A statement from the PJ explained that the 69-year-old man was detained for smuggling uncertified diamonds, tax fraud and money laundering.
He was arrested during a large-scale police operation named ‘Operation Kimberly Certified’, which involved 55 PJ detectives, two Public Prosecutors and a judge.
Thirteen house searches, six non-domestic property searches and two searches on lawyers offices were staged in Greater Lisbon, the Algarve and the Azores, in which a range of materials relating to the criminal activity under investigation were seized.
“The amount of the loss to the corresponding state in unpaid tax is estimated at tens of thousands of euros. Investigations are continuing with a view to collecting further evidence relating to the perpetrators”, the PJ said.
According to reports the diamonds would be smuggled into Portugal in the rough from Angola, before being sent to Antwerp, Belgium, where they were cut and polished.
Newspaper Diário de Notícias (DN) reported that the man is believed to have been part of the set up that smuggled diamonds from Angola “for many years.”
The newspaper explained that the diamonds in the rough would “usually” be brought into Portugal by “mules” on commercial flights.
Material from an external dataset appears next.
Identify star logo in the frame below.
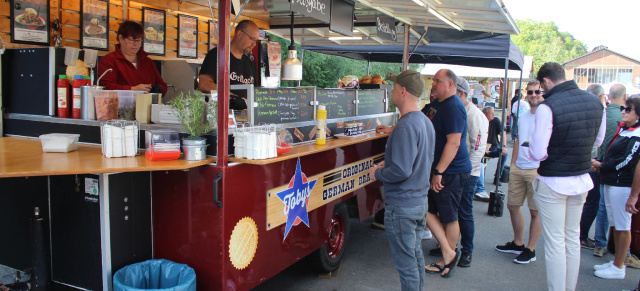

Angolan airline Taag and national flag carrier TAP both operate direct flights between the two countries although it has not been revealed what routes the mules took.
The diamonds would then be sent on to Antwerp where they were cut and polished and put on the international market.
To be sellable on the international market all diamonds must first be certified through the Kimberley Process Certification Scheme, which was established in 2003 by the United Nations General Assembly Resolution 55/56, following recommendations in the Fowler Report to prevent ‘conflict diamonds’ from entering the mainstream rough diamond market.
The mechanism is contained in a national law that established criteria for the certification of economic agents and rules for their licensing.
Upon investigating the case DN found that the Portuguese suspect had several suppliers in Angola, who would use third parties to send the precious gems to Portugal.
In recent months PJ police identified a considerable number of people suspected of being connected to the smuggling set-up, which is comparable to a drug-smuggling ring.